I've read a bunch of articles about this, but I can't seem to find a specific article for my use case. Here it is:

I will be hosting a web server on public WAN and would like pfSense to be the firewall that only allows traffic from ports 80/443 into the DMZ to that web server. The pfSense firewall will be virtualized on my Proxmox host.

What I think I should do:

So, from the articles I read I'd need to create 2 Linux Bridges, vmbr0 (DMZ network) and vmbr1 (Public WAN facing). The host I have has 4 NICs, but I'm thinking I'll only need to use 1 since pfSense will be handling NAT.

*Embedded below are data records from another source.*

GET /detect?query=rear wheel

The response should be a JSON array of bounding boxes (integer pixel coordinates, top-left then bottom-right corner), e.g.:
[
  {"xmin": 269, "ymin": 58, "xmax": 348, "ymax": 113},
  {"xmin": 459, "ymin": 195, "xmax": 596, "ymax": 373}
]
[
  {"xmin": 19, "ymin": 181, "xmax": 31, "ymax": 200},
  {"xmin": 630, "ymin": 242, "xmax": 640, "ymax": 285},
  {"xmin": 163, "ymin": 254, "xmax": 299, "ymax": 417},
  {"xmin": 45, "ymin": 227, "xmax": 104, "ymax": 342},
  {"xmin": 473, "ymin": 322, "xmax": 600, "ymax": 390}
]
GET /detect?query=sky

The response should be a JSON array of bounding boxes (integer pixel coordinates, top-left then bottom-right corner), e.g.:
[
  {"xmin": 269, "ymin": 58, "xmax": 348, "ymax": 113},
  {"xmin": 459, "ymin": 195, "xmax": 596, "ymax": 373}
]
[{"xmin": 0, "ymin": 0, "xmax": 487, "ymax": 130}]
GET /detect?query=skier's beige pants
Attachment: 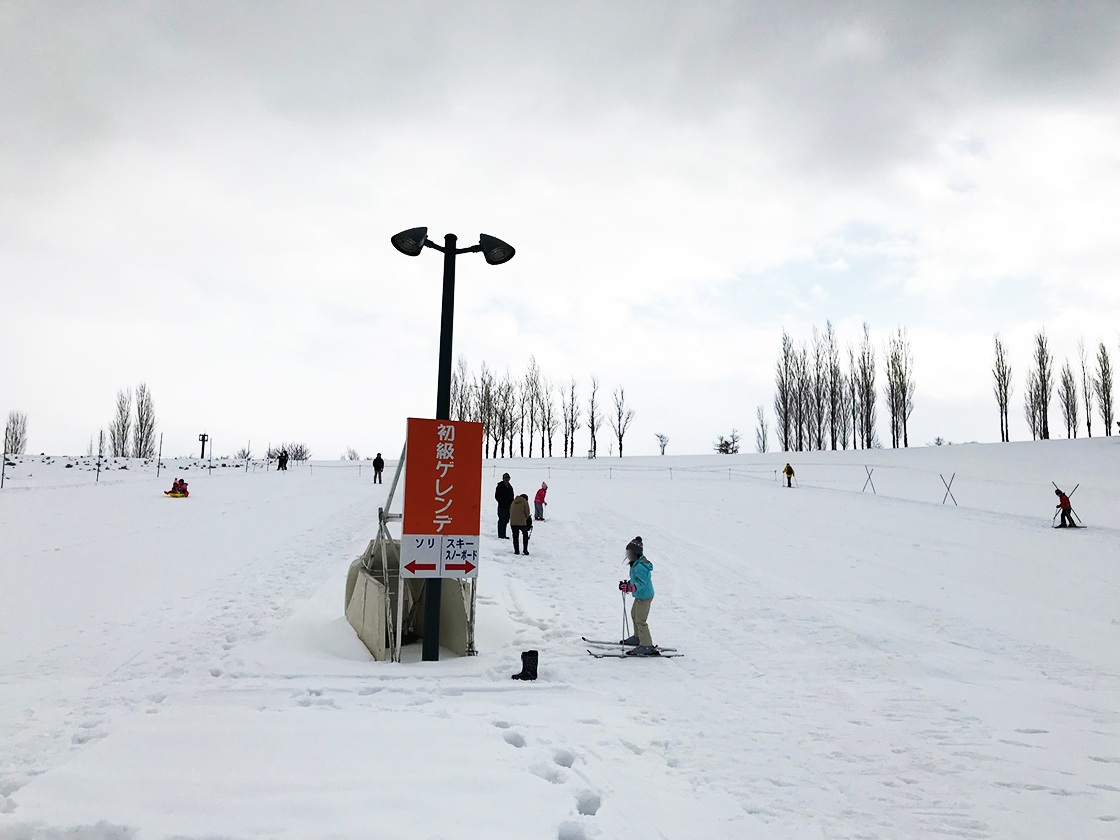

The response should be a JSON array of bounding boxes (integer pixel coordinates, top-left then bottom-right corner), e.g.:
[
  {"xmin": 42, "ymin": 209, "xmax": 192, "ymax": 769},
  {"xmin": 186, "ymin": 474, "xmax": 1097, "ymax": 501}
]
[{"xmin": 631, "ymin": 596, "xmax": 653, "ymax": 647}]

So for vmbr0, I'm assuming I'll set that IP to be the subnet of the internal DMZ network. vmbr1 will have no configuration, just a bridge with the physical NIC in it. Then once that's done, I'll need to create the VM for pfSense with 2 NICs, one tied to vmbr0 and vmbr1. I think that's the correct method, but would love someone to confirm.

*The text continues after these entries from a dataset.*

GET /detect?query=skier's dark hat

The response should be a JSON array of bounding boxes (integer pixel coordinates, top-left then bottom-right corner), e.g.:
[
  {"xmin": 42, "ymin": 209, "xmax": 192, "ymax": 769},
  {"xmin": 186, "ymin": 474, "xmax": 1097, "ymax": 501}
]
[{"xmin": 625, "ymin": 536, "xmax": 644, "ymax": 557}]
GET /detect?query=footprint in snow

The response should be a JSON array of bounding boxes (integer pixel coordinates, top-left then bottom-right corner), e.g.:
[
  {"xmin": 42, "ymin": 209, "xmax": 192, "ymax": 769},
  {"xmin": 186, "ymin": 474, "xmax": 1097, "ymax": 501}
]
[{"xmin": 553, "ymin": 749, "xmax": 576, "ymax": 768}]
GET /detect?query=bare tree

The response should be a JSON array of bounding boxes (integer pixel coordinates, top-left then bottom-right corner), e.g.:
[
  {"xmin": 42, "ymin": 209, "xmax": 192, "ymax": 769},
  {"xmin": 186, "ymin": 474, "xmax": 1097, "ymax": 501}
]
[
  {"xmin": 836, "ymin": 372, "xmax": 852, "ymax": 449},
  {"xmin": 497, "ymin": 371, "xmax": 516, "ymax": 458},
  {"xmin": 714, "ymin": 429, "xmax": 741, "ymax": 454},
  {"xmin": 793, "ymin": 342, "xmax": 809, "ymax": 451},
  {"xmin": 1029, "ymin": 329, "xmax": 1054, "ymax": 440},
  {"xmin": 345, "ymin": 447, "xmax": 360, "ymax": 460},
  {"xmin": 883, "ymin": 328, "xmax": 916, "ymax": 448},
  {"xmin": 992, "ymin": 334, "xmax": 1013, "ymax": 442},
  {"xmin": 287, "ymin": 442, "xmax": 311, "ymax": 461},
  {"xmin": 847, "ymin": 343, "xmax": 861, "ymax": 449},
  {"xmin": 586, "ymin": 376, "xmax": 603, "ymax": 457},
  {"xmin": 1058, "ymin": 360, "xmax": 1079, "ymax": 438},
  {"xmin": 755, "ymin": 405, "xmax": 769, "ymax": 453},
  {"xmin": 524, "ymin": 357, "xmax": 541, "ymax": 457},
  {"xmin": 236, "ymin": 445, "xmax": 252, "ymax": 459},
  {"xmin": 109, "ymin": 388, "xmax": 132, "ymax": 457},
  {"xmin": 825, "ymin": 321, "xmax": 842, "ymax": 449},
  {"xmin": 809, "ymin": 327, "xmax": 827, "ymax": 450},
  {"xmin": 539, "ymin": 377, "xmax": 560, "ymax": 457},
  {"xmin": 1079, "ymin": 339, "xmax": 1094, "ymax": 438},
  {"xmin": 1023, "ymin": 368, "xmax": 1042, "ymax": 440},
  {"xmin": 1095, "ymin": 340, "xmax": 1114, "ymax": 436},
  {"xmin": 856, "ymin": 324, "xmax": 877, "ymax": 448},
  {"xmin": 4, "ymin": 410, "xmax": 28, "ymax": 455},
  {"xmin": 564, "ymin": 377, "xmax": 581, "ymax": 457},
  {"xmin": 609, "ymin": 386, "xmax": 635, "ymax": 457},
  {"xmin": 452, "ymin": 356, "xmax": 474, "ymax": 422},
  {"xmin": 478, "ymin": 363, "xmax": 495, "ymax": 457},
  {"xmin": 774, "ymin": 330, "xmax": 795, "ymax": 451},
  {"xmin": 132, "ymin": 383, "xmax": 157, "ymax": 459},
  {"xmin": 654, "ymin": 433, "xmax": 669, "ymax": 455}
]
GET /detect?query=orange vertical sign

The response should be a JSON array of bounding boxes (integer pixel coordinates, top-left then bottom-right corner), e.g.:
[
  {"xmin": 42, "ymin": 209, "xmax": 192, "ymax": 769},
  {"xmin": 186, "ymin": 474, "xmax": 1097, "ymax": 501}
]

Also, could someone post an example /etc/network/interfaces layout that would work? I'm a bit confused on that part.

I also will probably need to temporarily hook up the Proxmox host to a dumb switch and then my laptop with an IP on the same DMZ subnet so I can access the management interface to install the pfSense VM.

If there's a better way to do it, all advice/tips appreciated! Thank you.
 
So, from the articles I read I'd need to create 2 Linux Bridges, vmbr0 (DMZ network) and vmbr1 (Public WAN facing). The host I have has 4 NICs, but I'm thinking I'll only need to use 1 since pfSense will be handling NAT.

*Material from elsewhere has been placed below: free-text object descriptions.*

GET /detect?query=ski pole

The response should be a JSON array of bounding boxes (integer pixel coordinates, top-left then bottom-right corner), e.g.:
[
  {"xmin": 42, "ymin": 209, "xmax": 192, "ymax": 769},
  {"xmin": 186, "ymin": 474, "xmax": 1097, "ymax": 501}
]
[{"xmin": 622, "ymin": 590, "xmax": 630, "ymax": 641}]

So for vmbr0, I'm assuming I'll set that IP to be the subnet of the internal DMZ network. vmbr1 will have no configuration, just a bridge with the physical NIC in it. Then once that's done, I'll need to create the VM for pfSense with 2 NICs, one tied to vmbr0 and vmbr1. I think that's the correct method, but would love someone to confirm.
Is the DMZ network only suppose to be a "virtual" network on the PVE host? If so, the IP should probably be configured on vmbr1, if that's the one you choose to tie to your physical NIC, otherwise you'll lock yourself out. In general I'd recommend using vmbr0 for the physical NIC, since that's the default.

If I understand it correctly, it should work this way though.

Also, could someone post an example /etc/network/interfaces layout that would work? I'm a bit confused on that part.
I recommend just using the GUI for network management (under <node> -> Network), it will build the file for you automatically.

I also will probably need to temporarily hook up the Proxmox host to a dumb switch and then my laptop with an IP on the same DMZ subnet so I can access the management interface to install the pfSense VM.
Yeah that's why I'd recommend giving both bridges an IP, it doesn't really hurt but you reduce the chance of locking yourself out.
 
OK, I got Proxmox installed and did the network this way:

(Not exact format, just ad-libbing it)

# LAN side on pfSense (172.16.0.1 = pfSense VM)
vmbr0:
address 172.16.0.2/24
gateway 172.16.0.1
bridge-ports none
bridge-stp off
bridge-fd 0

# WAN (eno2 is connected to WAN switch)
vmbr1:
bridge-ports eno2
bridge-stp off
bridge-fd 0

pfSense is working on the WAN side, but Proxmox cannot talk to 172.16.0.1. I'm guessing that's because there's no physical NIC port tied to it? Or is it because the pfSense VM is not "up" when vmbr0 is brought up during boot?
 
As stated before, why not just give your PVE an address on vmbr1 too? It doesn't hurt, but you won't be able to lock yourself out (well, not as easily anyway ;) ).

An IP address assigned to a bridge will only be accessible via the 'bridge-ports' (physical NICs) given to it or from CTs/VMs which have a NIC configured on it.